Immer wieder kommt es auch in der Schönen Flöte zu „Fast-Unfällen“, wie Prünte sie nennt. Ein besonderer Umstand ist, dass Prünte die Holzwickeder kennt. Er zeigt auf das Aktionsbecken. Hier musste er einen Jungen herausziehen, den er kannte. Mit klopfendem Herzen rief er am nächsten Tag bei den Eltern an, um sich nach dessen Gesundheitszustand zu erkundigen. Es sah ernst aus, der Junge musste reanimiert werden. Doch der Vater verstand die Aufregung nicht. „Der Junge spielt doch wieder draußen“, sagte er am Telefon. Carsten Prünte fiel ein Stein vom Herzen.

Die schönsten Momente
Doch es sind nicht die Unfälle, die Prünte besonders im Gedächtnis geblieben sind. Zu den besonderen Momenten gehört für ihn vor allem, wenn er Menschen das Schwimmen beibringen darf. „Da ist dieser Babyschwimm-Kurs aus meinem ersten Jahr“, erzählt er. Er hatte die Weiterbildung dafür frisch in der Tasche, als er in seiner Freizeit einen Kurs mit zehn Babys in der Kleinschwimmhalle betreute.

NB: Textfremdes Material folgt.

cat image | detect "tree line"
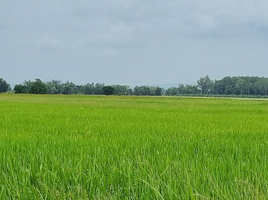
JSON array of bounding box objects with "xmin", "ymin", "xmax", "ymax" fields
[
  {"xmin": 0, "ymin": 76, "xmax": 268, "ymax": 96},
  {"xmin": 197, "ymin": 75, "xmax": 268, "ymax": 96}
]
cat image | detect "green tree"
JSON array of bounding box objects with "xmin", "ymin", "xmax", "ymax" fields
[
  {"xmin": 112, "ymin": 85, "xmax": 132, "ymax": 95},
  {"xmin": 102, "ymin": 86, "xmax": 115, "ymax": 95},
  {"xmin": 166, "ymin": 84, "xmax": 201, "ymax": 96},
  {"xmin": 235, "ymin": 78, "xmax": 245, "ymax": 95},
  {"xmin": 214, "ymin": 77, "xmax": 235, "ymax": 95},
  {"xmin": 184, "ymin": 85, "xmax": 201, "ymax": 94},
  {"xmin": 154, "ymin": 87, "xmax": 163, "ymax": 96},
  {"xmin": 14, "ymin": 84, "xmax": 27, "ymax": 93},
  {"xmin": 61, "ymin": 81, "xmax": 78, "ymax": 94},
  {"xmin": 84, "ymin": 83, "xmax": 94, "ymax": 95},
  {"xmin": 94, "ymin": 83, "xmax": 105, "ymax": 95},
  {"xmin": 165, "ymin": 87, "xmax": 179, "ymax": 96},
  {"xmin": 244, "ymin": 76, "xmax": 252, "ymax": 95},
  {"xmin": 47, "ymin": 80, "xmax": 62, "ymax": 94},
  {"xmin": 133, "ymin": 86, "xmax": 159, "ymax": 96},
  {"xmin": 0, "ymin": 78, "xmax": 10, "ymax": 93},
  {"xmin": 197, "ymin": 75, "xmax": 213, "ymax": 94},
  {"xmin": 29, "ymin": 79, "xmax": 48, "ymax": 94},
  {"xmin": 259, "ymin": 77, "xmax": 268, "ymax": 95}
]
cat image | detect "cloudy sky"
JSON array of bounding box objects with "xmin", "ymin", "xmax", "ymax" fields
[{"xmin": 1, "ymin": 0, "xmax": 268, "ymax": 86}]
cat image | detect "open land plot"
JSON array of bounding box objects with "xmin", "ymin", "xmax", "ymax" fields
[{"xmin": 1, "ymin": 94, "xmax": 268, "ymax": 199}]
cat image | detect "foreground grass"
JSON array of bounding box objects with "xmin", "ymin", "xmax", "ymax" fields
[{"xmin": 1, "ymin": 94, "xmax": 268, "ymax": 199}]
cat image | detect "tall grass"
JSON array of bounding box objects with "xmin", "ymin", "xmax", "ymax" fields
[{"xmin": 1, "ymin": 94, "xmax": 268, "ymax": 199}]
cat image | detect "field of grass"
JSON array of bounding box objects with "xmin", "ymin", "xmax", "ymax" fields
[{"xmin": 1, "ymin": 94, "xmax": 268, "ymax": 199}]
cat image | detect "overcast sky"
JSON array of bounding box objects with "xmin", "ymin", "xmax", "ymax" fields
[{"xmin": 1, "ymin": 0, "xmax": 268, "ymax": 86}]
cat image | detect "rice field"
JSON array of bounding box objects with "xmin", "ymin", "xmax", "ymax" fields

Alle Neugeborenen waren zwischen sieben und acht Wochen alt. „Am zweiten Tag sollten wir dann laut Lehrplan tauchen“, erinnert er sich. Eine heikle Situation für Kind und Eltern, da die Babys dabei länger unter Wasser sind. Mit klopfendem Herzen leitete er die Übung an und unterstützte die Eltern, die ihre Kinder in einer bestimmten Choreografie unter Wasser zogen. Die Übung klappte problemlos.

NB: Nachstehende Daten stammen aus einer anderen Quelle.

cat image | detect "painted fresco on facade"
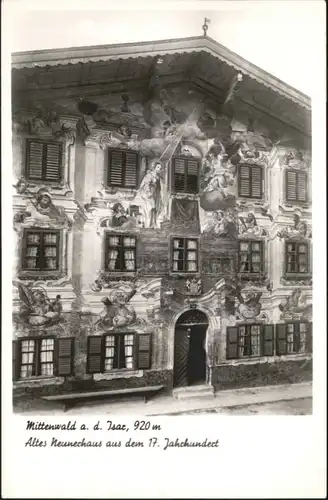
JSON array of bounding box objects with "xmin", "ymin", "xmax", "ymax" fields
[{"xmin": 11, "ymin": 34, "xmax": 312, "ymax": 412}]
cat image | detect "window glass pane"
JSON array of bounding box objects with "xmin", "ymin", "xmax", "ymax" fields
[
  {"xmin": 299, "ymin": 323, "xmax": 307, "ymax": 332},
  {"xmin": 27, "ymin": 233, "xmax": 40, "ymax": 244},
  {"xmin": 173, "ymin": 251, "xmax": 180, "ymax": 260},
  {"xmin": 21, "ymin": 340, "xmax": 35, "ymax": 352},
  {"xmin": 26, "ymin": 259, "xmax": 37, "ymax": 269},
  {"xmin": 251, "ymin": 325, "xmax": 260, "ymax": 334},
  {"xmin": 287, "ymin": 244, "xmax": 295, "ymax": 252},
  {"xmin": 26, "ymin": 247, "xmax": 38, "ymax": 257},
  {"xmin": 287, "ymin": 324, "xmax": 294, "ymax": 332},
  {"xmin": 20, "ymin": 365, "xmax": 33, "ymax": 378},
  {"xmin": 41, "ymin": 364, "xmax": 54, "ymax": 376},
  {"xmin": 105, "ymin": 336, "xmax": 115, "ymax": 346},
  {"xmin": 173, "ymin": 239, "xmax": 184, "ymax": 248},
  {"xmin": 252, "ymin": 264, "xmax": 261, "ymax": 272},
  {"xmin": 187, "ymin": 240, "xmax": 197, "ymax": 250},
  {"xmin": 299, "ymin": 244, "xmax": 307, "ymax": 253},
  {"xmin": 187, "ymin": 251, "xmax": 197, "ymax": 261},
  {"xmin": 240, "ymin": 242, "xmax": 249, "ymax": 252},
  {"xmin": 123, "ymin": 236, "xmax": 135, "ymax": 247},
  {"xmin": 187, "ymin": 262, "xmax": 197, "ymax": 271},
  {"xmin": 44, "ymin": 233, "xmax": 57, "ymax": 245},
  {"xmin": 252, "ymin": 242, "xmax": 260, "ymax": 251},
  {"xmin": 109, "ymin": 236, "xmax": 120, "ymax": 247}
]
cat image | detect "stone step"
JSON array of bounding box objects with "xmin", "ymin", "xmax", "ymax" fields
[{"xmin": 173, "ymin": 385, "xmax": 215, "ymax": 400}]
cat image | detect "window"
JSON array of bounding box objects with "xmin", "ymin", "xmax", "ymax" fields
[
  {"xmin": 285, "ymin": 242, "xmax": 309, "ymax": 274},
  {"xmin": 107, "ymin": 149, "xmax": 139, "ymax": 188},
  {"xmin": 26, "ymin": 139, "xmax": 62, "ymax": 182},
  {"xmin": 276, "ymin": 323, "xmax": 312, "ymax": 355},
  {"xmin": 238, "ymin": 165, "xmax": 263, "ymax": 198},
  {"xmin": 87, "ymin": 333, "xmax": 152, "ymax": 373},
  {"xmin": 171, "ymin": 156, "xmax": 199, "ymax": 194},
  {"xmin": 226, "ymin": 324, "xmax": 274, "ymax": 359},
  {"xmin": 12, "ymin": 338, "xmax": 74, "ymax": 380},
  {"xmin": 285, "ymin": 170, "xmax": 308, "ymax": 203},
  {"xmin": 239, "ymin": 240, "xmax": 263, "ymax": 274},
  {"xmin": 22, "ymin": 230, "xmax": 60, "ymax": 271},
  {"xmin": 105, "ymin": 234, "xmax": 136, "ymax": 272},
  {"xmin": 172, "ymin": 238, "xmax": 198, "ymax": 272}
]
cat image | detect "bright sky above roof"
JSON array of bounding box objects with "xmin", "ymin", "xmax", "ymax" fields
[{"xmin": 6, "ymin": 0, "xmax": 325, "ymax": 97}]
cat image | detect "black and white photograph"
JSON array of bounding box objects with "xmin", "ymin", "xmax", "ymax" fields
[{"xmin": 2, "ymin": 0, "xmax": 326, "ymax": 498}]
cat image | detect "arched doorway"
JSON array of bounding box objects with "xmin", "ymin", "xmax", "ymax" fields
[{"xmin": 173, "ymin": 309, "xmax": 209, "ymax": 388}]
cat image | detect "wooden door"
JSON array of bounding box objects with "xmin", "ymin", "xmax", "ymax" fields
[{"xmin": 173, "ymin": 327, "xmax": 190, "ymax": 387}]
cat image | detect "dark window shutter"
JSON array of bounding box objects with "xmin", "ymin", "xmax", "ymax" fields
[
  {"xmin": 239, "ymin": 166, "xmax": 250, "ymax": 197},
  {"xmin": 87, "ymin": 336, "xmax": 103, "ymax": 374},
  {"xmin": 262, "ymin": 325, "xmax": 274, "ymax": 356},
  {"xmin": 26, "ymin": 141, "xmax": 43, "ymax": 180},
  {"xmin": 12, "ymin": 340, "xmax": 19, "ymax": 381},
  {"xmin": 306, "ymin": 323, "xmax": 312, "ymax": 353},
  {"xmin": 137, "ymin": 334, "xmax": 152, "ymax": 370},
  {"xmin": 44, "ymin": 143, "xmax": 62, "ymax": 181},
  {"xmin": 276, "ymin": 324, "xmax": 287, "ymax": 355},
  {"xmin": 56, "ymin": 338, "xmax": 74, "ymax": 376},
  {"xmin": 186, "ymin": 159, "xmax": 199, "ymax": 193},
  {"xmin": 297, "ymin": 171, "xmax": 307, "ymax": 202},
  {"xmin": 286, "ymin": 171, "xmax": 297, "ymax": 201},
  {"xmin": 226, "ymin": 327, "xmax": 238, "ymax": 360},
  {"xmin": 251, "ymin": 166, "xmax": 262, "ymax": 198},
  {"xmin": 124, "ymin": 152, "xmax": 138, "ymax": 187},
  {"xmin": 108, "ymin": 150, "xmax": 124, "ymax": 186},
  {"xmin": 26, "ymin": 140, "xmax": 62, "ymax": 182},
  {"xmin": 172, "ymin": 157, "xmax": 186, "ymax": 192}
]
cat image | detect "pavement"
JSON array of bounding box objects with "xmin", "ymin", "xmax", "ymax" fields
[{"xmin": 17, "ymin": 381, "xmax": 312, "ymax": 415}]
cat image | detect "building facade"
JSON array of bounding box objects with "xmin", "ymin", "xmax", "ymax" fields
[{"xmin": 11, "ymin": 36, "xmax": 312, "ymax": 410}]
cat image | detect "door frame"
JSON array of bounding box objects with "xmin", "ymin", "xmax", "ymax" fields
[{"xmin": 172, "ymin": 308, "xmax": 213, "ymax": 387}]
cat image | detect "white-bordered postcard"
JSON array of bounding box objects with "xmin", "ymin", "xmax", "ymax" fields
[{"xmin": 2, "ymin": 1, "xmax": 326, "ymax": 498}]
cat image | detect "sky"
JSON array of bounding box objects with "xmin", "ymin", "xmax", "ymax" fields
[{"xmin": 5, "ymin": 0, "xmax": 325, "ymax": 97}]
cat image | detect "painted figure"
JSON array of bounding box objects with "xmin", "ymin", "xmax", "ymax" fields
[
  {"xmin": 200, "ymin": 170, "xmax": 235, "ymax": 211},
  {"xmin": 204, "ymin": 210, "xmax": 230, "ymax": 236},
  {"xmin": 13, "ymin": 281, "xmax": 62, "ymax": 326},
  {"xmin": 278, "ymin": 214, "xmax": 309, "ymax": 239},
  {"xmin": 239, "ymin": 213, "xmax": 261, "ymax": 236},
  {"xmin": 96, "ymin": 286, "xmax": 137, "ymax": 330},
  {"xmin": 139, "ymin": 161, "xmax": 164, "ymax": 228},
  {"xmin": 25, "ymin": 191, "xmax": 68, "ymax": 225},
  {"xmin": 236, "ymin": 289, "xmax": 262, "ymax": 319}
]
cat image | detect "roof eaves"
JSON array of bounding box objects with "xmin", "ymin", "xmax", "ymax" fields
[{"xmin": 11, "ymin": 35, "xmax": 311, "ymax": 110}]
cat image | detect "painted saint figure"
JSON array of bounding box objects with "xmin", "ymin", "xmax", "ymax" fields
[
  {"xmin": 13, "ymin": 281, "xmax": 62, "ymax": 326},
  {"xmin": 239, "ymin": 213, "xmax": 261, "ymax": 237},
  {"xmin": 96, "ymin": 286, "xmax": 137, "ymax": 330},
  {"xmin": 278, "ymin": 214, "xmax": 309, "ymax": 239},
  {"xmin": 139, "ymin": 161, "xmax": 164, "ymax": 228}
]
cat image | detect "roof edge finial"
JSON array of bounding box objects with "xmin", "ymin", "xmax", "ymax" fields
[{"xmin": 202, "ymin": 17, "xmax": 211, "ymax": 37}]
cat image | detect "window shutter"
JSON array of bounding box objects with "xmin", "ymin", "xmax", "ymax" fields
[
  {"xmin": 297, "ymin": 172, "xmax": 307, "ymax": 202},
  {"xmin": 45, "ymin": 143, "xmax": 62, "ymax": 181},
  {"xmin": 239, "ymin": 166, "xmax": 250, "ymax": 197},
  {"xmin": 306, "ymin": 323, "xmax": 312, "ymax": 353},
  {"xmin": 226, "ymin": 327, "xmax": 238, "ymax": 360},
  {"xmin": 108, "ymin": 150, "xmax": 124, "ymax": 186},
  {"xmin": 26, "ymin": 141, "xmax": 44, "ymax": 180},
  {"xmin": 56, "ymin": 338, "xmax": 74, "ymax": 376},
  {"xmin": 251, "ymin": 166, "xmax": 262, "ymax": 198},
  {"xmin": 262, "ymin": 325, "xmax": 274, "ymax": 356},
  {"xmin": 124, "ymin": 152, "xmax": 138, "ymax": 187},
  {"xmin": 26, "ymin": 140, "xmax": 62, "ymax": 182},
  {"xmin": 286, "ymin": 171, "xmax": 297, "ymax": 201},
  {"xmin": 12, "ymin": 340, "xmax": 19, "ymax": 381},
  {"xmin": 172, "ymin": 158, "xmax": 186, "ymax": 192},
  {"xmin": 87, "ymin": 336, "xmax": 103, "ymax": 374},
  {"xmin": 186, "ymin": 159, "xmax": 199, "ymax": 193},
  {"xmin": 276, "ymin": 324, "xmax": 287, "ymax": 355},
  {"xmin": 137, "ymin": 334, "xmax": 152, "ymax": 370}
]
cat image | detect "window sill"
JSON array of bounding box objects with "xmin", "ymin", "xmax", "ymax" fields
[
  {"xmin": 93, "ymin": 370, "xmax": 143, "ymax": 381},
  {"xmin": 220, "ymin": 353, "xmax": 312, "ymax": 366},
  {"xmin": 14, "ymin": 376, "xmax": 64, "ymax": 387},
  {"xmin": 18, "ymin": 270, "xmax": 65, "ymax": 281},
  {"xmin": 284, "ymin": 273, "xmax": 312, "ymax": 281}
]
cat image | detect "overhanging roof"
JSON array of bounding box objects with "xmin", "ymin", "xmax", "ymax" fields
[{"xmin": 11, "ymin": 36, "xmax": 310, "ymax": 108}]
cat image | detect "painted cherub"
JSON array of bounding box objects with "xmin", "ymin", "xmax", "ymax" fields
[{"xmin": 13, "ymin": 281, "xmax": 62, "ymax": 327}]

„Zu sehen, wie gut alles geklappt hat, hat mich emotional sehr berührt“, erinnert sich der Bademeister und lächelt. Bis heute trifft er die Babys aus diesem Kurs, die mittlerweile als junge Eltern mit ihren eigenen Kindern in der Schönen Flöte das Tauchen üben.
Ein Leben für das Wasser
Etwas wehmütig schaut der 59-Jährige auf das große Schwimmerbecken. Eigentlich ist es ihm immer wichtig, genauso oft am Beckenrand zu stehen wie die anderen aus seinem Team. Doch für ihn ist die aktive Phase seit 2013 vorbei.

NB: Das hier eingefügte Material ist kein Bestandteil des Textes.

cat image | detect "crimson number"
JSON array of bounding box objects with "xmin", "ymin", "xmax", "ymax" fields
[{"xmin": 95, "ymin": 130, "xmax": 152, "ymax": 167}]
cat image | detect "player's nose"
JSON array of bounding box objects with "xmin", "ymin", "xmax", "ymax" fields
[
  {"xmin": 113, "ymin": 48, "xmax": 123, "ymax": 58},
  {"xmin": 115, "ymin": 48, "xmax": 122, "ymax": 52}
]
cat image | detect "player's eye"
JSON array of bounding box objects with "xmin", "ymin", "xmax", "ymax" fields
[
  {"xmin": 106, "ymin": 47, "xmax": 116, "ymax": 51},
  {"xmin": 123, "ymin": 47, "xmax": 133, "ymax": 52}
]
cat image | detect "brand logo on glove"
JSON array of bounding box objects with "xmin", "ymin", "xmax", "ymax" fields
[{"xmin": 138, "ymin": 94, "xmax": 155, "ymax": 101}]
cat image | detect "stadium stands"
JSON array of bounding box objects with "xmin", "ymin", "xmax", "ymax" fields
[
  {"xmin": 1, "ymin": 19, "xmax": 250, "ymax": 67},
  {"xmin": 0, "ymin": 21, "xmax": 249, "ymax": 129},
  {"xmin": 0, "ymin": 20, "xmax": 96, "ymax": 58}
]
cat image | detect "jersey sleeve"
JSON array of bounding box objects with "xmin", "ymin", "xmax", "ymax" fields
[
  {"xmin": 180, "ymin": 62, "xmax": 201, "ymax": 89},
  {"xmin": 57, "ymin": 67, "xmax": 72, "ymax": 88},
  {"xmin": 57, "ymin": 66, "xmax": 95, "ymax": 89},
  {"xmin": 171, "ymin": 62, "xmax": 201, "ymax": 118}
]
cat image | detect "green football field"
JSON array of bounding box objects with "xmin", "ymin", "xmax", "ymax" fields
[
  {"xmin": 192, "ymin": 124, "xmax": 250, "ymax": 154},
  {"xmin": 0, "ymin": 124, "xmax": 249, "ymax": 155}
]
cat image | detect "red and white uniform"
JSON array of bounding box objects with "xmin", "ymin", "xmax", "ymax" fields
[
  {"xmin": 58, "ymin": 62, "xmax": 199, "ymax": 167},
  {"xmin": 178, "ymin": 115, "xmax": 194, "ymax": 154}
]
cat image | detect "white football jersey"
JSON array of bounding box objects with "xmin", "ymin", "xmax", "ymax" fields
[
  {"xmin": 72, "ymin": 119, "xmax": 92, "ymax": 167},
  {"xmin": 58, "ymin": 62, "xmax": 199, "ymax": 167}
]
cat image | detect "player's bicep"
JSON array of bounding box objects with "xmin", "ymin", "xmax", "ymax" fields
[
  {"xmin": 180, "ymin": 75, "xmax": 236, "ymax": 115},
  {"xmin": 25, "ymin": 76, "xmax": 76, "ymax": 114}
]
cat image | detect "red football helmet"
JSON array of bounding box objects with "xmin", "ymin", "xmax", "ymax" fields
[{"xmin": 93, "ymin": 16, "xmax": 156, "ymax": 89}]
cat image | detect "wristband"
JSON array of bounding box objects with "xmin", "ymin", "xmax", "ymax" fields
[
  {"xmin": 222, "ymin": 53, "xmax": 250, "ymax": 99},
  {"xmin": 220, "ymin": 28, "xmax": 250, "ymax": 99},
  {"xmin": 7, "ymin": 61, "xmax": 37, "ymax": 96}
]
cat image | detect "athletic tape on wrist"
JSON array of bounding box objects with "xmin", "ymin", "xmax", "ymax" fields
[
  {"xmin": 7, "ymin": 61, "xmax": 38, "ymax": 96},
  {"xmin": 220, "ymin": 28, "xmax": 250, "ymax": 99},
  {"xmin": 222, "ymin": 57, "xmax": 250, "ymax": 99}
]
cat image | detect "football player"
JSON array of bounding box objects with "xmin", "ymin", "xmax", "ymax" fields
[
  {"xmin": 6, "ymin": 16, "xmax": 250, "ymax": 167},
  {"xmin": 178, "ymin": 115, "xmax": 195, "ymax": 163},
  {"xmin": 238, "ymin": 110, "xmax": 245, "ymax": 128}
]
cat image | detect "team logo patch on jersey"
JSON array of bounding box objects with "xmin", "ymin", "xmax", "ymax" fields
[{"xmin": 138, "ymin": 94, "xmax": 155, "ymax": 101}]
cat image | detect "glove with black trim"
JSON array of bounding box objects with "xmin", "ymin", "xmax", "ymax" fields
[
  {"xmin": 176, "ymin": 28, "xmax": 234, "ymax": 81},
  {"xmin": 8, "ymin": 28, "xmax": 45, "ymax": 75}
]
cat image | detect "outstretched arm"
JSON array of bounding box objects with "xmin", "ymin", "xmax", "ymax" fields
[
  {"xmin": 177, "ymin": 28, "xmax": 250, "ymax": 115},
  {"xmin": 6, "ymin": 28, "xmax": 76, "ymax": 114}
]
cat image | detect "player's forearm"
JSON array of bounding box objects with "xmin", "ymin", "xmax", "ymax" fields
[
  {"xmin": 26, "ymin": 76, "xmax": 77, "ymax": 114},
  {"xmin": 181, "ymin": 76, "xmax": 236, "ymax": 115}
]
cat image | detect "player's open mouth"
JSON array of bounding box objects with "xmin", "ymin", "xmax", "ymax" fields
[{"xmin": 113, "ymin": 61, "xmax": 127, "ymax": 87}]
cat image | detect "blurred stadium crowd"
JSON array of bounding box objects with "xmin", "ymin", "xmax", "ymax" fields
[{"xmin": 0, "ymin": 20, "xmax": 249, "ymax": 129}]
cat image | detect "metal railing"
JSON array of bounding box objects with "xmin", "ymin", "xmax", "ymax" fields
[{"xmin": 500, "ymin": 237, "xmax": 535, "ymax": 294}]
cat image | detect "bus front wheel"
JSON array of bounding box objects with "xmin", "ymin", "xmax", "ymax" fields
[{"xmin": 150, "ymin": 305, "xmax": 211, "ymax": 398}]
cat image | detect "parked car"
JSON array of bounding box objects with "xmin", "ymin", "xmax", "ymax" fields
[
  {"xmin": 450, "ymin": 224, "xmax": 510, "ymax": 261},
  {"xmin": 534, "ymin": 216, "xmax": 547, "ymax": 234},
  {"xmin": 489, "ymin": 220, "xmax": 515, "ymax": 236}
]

Bei einem Übungseinsatz der Freiwilligen Feuerwehr Holzwickede zog er sich eine langfristige Fußverletzung zu. Fünfmal wurde er operiert, um wieder halbwegs laufen zu können. Für den aktiven Rettungsschwimmerdienst ist er nun zu unbeweglich.
Trotzdem hat Carsten Prünte nie den Spaß an seiner Arbeit verloren. „Es ist einfach toll zu sehen, wenn Kinder ihr Seepferdchen geschafft haben“, sagt er. Das Strahlen in den Augen, wenn sie stolz das Abzeichen auf ihrer Badehose in der Schönen Flöte spazieren tragen – das sind nun die Momente, die für ihn zählen. „Dann weiß ich, warum ich diesen Job mache“.